Toyota is often criticized for producing boring-looking cars. It challenged that notion with the Camry’s new design.
The automaker said its “designers and engineers reimagined nearly every exterior surface of the car. Only the roof remains unchanged.” Typically automakers only make large styling changes when they introduce a completely new generation of a vehicle. That’s some years off for the Camry.
“They are feeling the competition,” said Jake Fisher, automotive director of Consumer Reports. He likes the look of the new styling.
“You expect to have a some sort of minor freshening at the three-year mark where the Camry is now but I was surprised to see such a substantial change. That has not been in the playbook for Toyota,” Fisher said.
With its new look, Toyota’s designers worked to make the previously pedestrian Camry far more muscular.
The hood has four sculpted lines that provide a sense that the car is in motion as they lead back to the windshield. A body line on the side of the car is meant to provide that same look. The aggressive front bumper features a wider and more prominent trapezoidal grille shape, expressing a lower center of gravity.
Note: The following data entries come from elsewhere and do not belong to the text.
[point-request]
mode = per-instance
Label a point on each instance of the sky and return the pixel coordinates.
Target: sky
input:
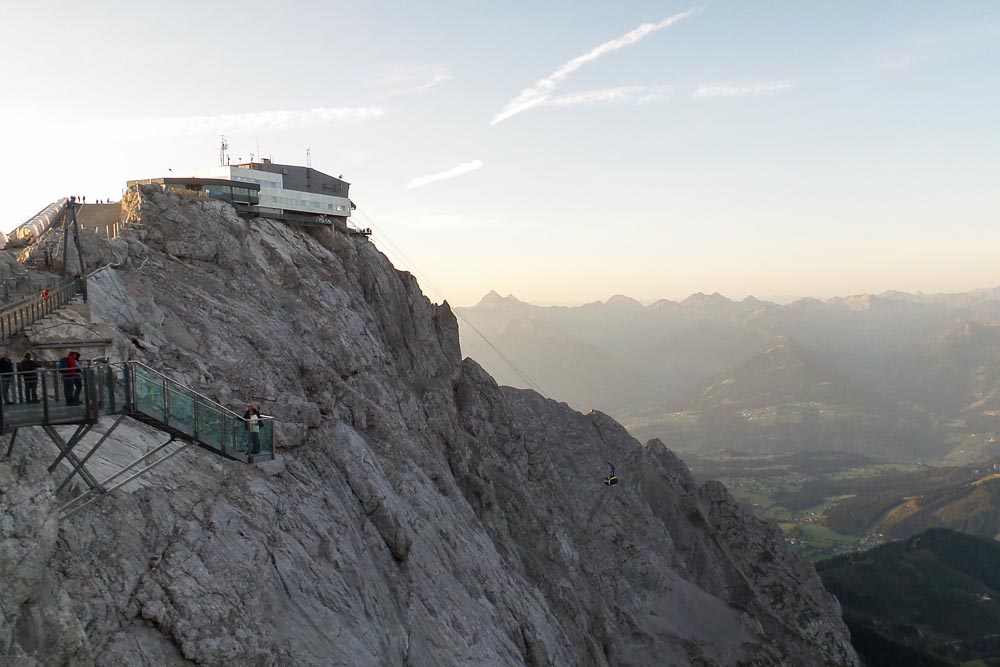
(560, 151)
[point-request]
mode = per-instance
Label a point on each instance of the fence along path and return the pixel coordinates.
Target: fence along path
(19, 315)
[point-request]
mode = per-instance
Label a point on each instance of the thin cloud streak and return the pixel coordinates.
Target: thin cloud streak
(461, 169)
(623, 95)
(542, 89)
(409, 80)
(437, 219)
(244, 122)
(708, 90)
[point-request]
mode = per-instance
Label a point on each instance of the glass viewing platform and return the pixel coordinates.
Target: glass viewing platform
(39, 398)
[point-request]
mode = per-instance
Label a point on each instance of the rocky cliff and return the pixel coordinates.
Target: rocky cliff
(416, 513)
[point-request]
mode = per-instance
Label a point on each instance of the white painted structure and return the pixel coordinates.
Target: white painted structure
(274, 196)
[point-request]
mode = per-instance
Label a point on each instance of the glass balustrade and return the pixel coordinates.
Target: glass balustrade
(49, 396)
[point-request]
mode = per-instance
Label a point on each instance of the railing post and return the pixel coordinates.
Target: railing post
(197, 417)
(41, 373)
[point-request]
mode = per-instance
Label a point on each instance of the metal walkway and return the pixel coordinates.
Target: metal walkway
(15, 317)
(49, 398)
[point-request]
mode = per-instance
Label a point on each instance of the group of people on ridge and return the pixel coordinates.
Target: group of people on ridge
(27, 371)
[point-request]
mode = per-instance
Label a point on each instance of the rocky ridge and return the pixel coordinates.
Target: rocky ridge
(416, 513)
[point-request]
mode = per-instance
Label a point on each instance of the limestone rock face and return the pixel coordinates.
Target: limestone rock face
(417, 514)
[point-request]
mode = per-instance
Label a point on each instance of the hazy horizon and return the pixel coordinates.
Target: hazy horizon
(779, 299)
(559, 152)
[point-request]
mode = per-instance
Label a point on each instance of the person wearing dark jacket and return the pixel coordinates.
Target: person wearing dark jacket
(6, 376)
(28, 369)
(252, 415)
(72, 382)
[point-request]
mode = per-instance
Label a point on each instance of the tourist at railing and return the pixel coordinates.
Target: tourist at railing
(72, 382)
(6, 375)
(27, 368)
(252, 415)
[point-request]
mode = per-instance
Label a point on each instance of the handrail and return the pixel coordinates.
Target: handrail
(195, 392)
(16, 317)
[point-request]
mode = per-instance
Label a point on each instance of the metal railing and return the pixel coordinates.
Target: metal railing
(47, 396)
(194, 415)
(55, 396)
(17, 316)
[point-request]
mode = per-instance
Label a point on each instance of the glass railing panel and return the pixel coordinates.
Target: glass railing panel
(181, 409)
(149, 395)
(210, 423)
(237, 436)
(266, 439)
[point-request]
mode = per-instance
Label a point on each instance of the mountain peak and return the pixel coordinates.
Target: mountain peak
(702, 299)
(493, 299)
(622, 300)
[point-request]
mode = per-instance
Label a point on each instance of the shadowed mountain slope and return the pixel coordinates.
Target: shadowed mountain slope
(416, 513)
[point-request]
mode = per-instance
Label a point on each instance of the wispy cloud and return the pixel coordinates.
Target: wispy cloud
(437, 219)
(707, 90)
(409, 80)
(256, 121)
(463, 168)
(542, 89)
(623, 95)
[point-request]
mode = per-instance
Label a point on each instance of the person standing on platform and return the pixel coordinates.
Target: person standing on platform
(72, 382)
(252, 415)
(77, 378)
(6, 376)
(28, 368)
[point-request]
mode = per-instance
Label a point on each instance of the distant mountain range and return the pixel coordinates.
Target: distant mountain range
(911, 376)
(933, 599)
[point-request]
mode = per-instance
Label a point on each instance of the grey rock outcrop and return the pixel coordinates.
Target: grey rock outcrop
(417, 514)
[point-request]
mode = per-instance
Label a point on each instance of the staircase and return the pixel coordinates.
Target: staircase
(16, 317)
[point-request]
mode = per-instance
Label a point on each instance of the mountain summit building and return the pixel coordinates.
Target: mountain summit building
(286, 192)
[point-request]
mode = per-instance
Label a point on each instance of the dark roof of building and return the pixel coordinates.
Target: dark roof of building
(303, 179)
(174, 180)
The new car is slightly longer -- 1.8 inches -- and features a widened track -- 0.4 inches -– that designers said give the Camry a “a dynamic stance and presence.”
Toyota also upgraded the Camry’s interior with more soft-touch materials.
In a move to make the Camry match its more aggressive look, Toyota bolstered the chassis and body structure with additional spot welds to improve rigidity and ride quality. It also retuned the suspension to give the Camry’s handling a sportier feel.
Previously, the Camry’s success was based on its practical nature and reputation for durability, but customers were “looking for a little more style, comfort and performance, and this 2015 Camry has all of the above,” said Bob Carter, senior vice president of automotive operations of Toyota Motor Sales USA Inc.
Toyota engineers also worked on making a quieter car by reducing wind and road noise. The window and door seals were improved to keep noise outside.
Brauer said he was surprised how much the redesign looks like the ES 350 sedan from Toyota’s Lexus luxury car lineup.
“I would think that they would want to get away from the feeling that the ES 350 is a Camry dressed in a tuxedo,” Brauer said. “That seems like a misstep.”